C’est l’arrivée au gouvernement du Front large qui a engendré les plus grandes avancées, notamment en entrant dans les casernes et en initiant les recherches de corps. Malgré cela, le parti a décidé de maintenir la loi d’impunité et n’a pas opéré de changements dans les forces armées avant 2019.

C’est en effet en 2019 que les premières modifications ont été apportées à la loi organique militaire : réduction des effectifs, suppression du devoir d’obéissance et suppression de la formation et de la doctrine de sécurité nationale, qui reste malgré tout d’actualité aujourd’hui. Rien n’a été fait pour que ces petits changements aient un réel impact. Jusqu’à aujourd’hui, rien n’a été réalisé – ni dans la théorie, ni dans la pratique –, pour permettre le rétablissement de la vérité ; les responsables n’ont toujours pas avoué ce qu’est advenu des disparus et ne nous ont pas rendu leurs corps.

Ces timides changements n’ont pas été consolidés dans les forces armées et actuellement, le gouvernement de coalition comprend un parti militaire qui, au sein du parlement, fait l’apologie du coup d’État et qui a tenté – et est sur le point d’y parvenir – d’instaurer des lois spécifiques profitant aux auteurs de crimes contre l’humanité, comme une loi d’assignation à résidence anticipée pour les personnes de plus de soixante-dix ans, actuellement en cours de discussion. Ce parti n’a également de cesse de justifier la dictature et ses actions terroristes.

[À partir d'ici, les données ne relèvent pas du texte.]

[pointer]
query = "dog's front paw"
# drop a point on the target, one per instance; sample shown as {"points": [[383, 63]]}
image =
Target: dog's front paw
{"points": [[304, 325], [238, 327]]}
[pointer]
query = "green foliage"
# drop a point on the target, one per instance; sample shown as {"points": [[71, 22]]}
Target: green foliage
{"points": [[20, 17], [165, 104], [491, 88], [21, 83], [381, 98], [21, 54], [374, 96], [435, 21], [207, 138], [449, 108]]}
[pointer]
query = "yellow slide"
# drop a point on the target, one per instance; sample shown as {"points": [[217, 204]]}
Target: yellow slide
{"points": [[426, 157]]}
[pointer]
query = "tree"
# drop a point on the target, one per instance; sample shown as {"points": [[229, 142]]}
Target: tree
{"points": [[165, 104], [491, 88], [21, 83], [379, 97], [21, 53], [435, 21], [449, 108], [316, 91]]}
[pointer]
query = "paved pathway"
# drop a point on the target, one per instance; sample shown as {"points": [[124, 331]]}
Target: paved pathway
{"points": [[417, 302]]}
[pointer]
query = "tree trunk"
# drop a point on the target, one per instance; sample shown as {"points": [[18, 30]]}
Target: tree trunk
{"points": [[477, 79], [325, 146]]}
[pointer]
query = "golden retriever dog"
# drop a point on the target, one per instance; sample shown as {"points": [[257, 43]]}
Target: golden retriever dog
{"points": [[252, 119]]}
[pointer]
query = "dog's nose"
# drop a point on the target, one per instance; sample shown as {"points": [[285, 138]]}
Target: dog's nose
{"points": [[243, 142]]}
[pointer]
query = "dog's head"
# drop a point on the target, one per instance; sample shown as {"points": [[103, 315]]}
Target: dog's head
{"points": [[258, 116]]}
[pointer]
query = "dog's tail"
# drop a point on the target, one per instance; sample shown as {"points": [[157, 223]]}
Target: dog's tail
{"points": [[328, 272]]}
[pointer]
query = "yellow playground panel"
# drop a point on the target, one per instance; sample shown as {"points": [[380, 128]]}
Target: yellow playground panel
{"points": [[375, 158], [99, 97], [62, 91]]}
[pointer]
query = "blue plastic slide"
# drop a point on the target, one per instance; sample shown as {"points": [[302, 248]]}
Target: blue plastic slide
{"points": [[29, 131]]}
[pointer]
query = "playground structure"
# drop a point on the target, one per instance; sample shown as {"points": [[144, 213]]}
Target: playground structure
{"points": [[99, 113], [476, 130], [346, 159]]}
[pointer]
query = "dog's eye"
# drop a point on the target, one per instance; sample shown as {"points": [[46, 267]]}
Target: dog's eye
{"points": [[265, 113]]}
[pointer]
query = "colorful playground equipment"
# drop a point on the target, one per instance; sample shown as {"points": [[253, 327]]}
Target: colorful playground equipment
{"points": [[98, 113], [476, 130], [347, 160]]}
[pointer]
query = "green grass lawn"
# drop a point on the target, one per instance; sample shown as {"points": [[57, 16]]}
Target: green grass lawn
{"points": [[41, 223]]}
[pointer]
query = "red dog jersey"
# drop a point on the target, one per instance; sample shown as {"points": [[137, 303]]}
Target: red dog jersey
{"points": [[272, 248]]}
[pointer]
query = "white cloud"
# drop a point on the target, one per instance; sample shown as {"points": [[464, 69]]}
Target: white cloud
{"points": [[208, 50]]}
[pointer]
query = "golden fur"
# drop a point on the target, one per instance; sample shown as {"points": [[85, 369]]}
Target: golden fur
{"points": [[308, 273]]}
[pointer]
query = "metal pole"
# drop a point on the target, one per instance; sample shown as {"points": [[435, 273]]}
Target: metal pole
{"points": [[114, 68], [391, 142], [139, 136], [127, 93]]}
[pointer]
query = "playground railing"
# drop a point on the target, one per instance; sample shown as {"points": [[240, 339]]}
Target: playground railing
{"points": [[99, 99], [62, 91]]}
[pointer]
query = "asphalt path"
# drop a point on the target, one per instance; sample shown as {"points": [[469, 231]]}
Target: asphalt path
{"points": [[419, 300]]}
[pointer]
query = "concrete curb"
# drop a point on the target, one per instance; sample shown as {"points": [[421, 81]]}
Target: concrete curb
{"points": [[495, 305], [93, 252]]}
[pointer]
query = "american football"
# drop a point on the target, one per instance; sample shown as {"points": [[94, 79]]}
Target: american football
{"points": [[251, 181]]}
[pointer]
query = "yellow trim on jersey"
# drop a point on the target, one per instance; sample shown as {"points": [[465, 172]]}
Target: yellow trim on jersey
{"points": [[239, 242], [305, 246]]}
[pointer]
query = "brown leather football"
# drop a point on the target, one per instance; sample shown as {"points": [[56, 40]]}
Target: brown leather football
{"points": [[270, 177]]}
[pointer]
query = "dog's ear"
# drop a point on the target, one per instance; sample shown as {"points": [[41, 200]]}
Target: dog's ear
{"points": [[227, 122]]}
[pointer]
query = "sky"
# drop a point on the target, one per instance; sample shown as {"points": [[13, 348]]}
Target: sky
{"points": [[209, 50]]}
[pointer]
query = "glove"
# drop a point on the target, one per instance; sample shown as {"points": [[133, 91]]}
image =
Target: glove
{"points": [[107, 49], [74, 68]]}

En France, un rassemblement est organisé en solidarité avec la marche silencieuse. En quoi la communication et la mobilisation au-delà des frontières de l’Uruguay sont-elles importantes ?

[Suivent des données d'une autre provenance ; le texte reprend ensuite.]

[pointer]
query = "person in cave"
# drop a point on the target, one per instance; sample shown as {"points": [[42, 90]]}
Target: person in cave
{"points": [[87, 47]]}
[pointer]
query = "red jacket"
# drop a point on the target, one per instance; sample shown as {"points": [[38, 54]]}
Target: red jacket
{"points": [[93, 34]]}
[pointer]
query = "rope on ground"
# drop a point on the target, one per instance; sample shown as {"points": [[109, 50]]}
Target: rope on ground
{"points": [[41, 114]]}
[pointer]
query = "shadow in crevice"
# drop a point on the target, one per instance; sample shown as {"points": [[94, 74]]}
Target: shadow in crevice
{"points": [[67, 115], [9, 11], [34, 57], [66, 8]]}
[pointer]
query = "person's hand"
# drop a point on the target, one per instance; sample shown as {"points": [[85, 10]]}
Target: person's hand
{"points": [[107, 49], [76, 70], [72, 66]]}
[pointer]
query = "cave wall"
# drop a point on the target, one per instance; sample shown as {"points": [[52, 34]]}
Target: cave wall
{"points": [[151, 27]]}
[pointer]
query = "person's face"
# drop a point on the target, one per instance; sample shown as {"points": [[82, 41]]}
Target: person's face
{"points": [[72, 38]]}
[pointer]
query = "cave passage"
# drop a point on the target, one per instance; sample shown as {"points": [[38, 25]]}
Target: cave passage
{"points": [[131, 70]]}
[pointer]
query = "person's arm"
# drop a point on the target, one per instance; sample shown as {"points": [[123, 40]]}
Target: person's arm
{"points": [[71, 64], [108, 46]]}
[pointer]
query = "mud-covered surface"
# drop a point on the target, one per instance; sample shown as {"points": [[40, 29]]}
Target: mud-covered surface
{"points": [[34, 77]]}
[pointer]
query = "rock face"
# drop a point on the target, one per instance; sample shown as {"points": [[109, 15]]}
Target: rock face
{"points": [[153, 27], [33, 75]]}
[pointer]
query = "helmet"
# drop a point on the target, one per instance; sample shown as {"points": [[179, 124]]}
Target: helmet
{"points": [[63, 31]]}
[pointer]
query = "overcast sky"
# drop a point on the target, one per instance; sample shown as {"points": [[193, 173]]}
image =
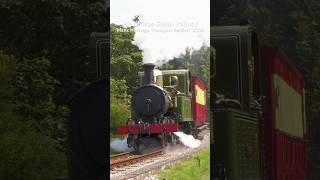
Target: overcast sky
{"points": [[166, 27]]}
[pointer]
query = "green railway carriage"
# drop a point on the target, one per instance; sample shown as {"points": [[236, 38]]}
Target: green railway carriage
{"points": [[235, 124]]}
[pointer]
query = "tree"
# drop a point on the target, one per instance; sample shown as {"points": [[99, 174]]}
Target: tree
{"points": [[126, 58]]}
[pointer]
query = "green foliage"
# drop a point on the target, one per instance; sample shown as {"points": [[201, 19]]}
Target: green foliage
{"points": [[126, 58], [25, 153], [189, 168], [58, 30], [119, 103], [34, 88]]}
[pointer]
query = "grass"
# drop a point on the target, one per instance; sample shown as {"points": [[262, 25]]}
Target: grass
{"points": [[189, 168]]}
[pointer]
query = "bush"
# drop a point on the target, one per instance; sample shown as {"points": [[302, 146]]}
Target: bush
{"points": [[25, 151]]}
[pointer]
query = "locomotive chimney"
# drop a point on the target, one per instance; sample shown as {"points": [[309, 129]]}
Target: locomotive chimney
{"points": [[148, 73]]}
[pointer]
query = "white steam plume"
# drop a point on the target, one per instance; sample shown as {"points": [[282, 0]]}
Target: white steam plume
{"points": [[164, 28], [188, 140], [120, 145]]}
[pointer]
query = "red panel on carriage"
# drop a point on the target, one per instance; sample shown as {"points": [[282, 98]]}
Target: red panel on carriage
{"points": [[283, 132], [198, 101]]}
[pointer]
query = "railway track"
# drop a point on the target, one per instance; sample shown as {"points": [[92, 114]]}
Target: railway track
{"points": [[146, 167], [126, 159]]}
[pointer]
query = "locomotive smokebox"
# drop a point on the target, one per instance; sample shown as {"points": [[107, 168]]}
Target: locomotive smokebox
{"points": [[148, 73]]}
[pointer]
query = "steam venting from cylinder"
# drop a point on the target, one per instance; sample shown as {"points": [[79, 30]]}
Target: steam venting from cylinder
{"points": [[148, 73]]}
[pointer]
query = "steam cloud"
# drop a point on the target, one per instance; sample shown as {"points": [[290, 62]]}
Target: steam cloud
{"points": [[119, 145], [164, 28], [188, 140]]}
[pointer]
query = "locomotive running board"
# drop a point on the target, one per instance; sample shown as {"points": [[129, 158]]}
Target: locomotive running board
{"points": [[146, 128]]}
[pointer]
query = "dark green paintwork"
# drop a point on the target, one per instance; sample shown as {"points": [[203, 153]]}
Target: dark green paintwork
{"points": [[99, 45], [234, 62], [233, 132], [181, 103], [184, 108]]}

Année après année, les manifestations se multiplient à travers l’Uruguay : le mois de la mémoire, les manifestations pour la vérité et la justice… Notre symbole, la marguerite, orne alors le pays, ainsi que de nombreux endroits dans d’autres pays, comme la France, l’Argentine, l’Espagne, l’Italie, la Suède, le Mexique… Nous apprenons chaque année l’existence de nouvelles manifestations, dans de nouveaux endroits. Depuis l’époque de la dictature, nous savons combien il est important de bénéficier du soutien et de la pression internationale pour réaliser des progrès.

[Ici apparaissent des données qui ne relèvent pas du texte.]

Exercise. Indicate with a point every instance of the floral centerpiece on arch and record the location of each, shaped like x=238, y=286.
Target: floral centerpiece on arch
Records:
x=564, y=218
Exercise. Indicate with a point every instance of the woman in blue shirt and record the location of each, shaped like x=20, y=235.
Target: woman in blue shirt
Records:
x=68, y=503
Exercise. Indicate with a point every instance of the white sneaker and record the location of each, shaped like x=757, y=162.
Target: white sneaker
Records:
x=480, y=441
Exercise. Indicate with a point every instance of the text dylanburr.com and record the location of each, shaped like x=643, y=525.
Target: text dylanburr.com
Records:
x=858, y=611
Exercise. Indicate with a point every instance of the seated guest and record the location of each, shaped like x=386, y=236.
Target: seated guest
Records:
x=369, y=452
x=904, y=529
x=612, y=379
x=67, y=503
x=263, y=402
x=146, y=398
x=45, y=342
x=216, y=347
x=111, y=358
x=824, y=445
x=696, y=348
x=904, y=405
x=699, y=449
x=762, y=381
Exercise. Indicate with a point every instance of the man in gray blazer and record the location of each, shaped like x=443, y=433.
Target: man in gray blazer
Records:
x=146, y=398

Les procès de l’Opération Condor, ayant eu lieu notamment à Buenos Aires et Rome, sont un parfait exemple de cette répercussion internationale et la nouvelle condamnation de l’État uruguayen par la CIDH[1] en est le reflet actuel. Notre État a été condamné pour la deuxième fois pour des crimes de terrorisme d’État par cette commission qui a pour mission la quête de vérité et justice dans l’affaire des « Muchachas de abril » (filles d’avril) et dans les disparitions d’Óscar Tassino et de Luis Eduardo González. Un délai d’un an avait été accordé à l’État uruguayen pour obtenir des informations permettant de retrouver les corps des deux hommes disparus et de condamner les responsables de ces disparitions et des meurtres des jeunes filles. Ce délai est aujourd’hui largement dépassé depuis le 21 décembre dernier. En outre, nous attendons toujours que cette situation soit reconnue publiquement et nous espérons que la condamnation sera respectée.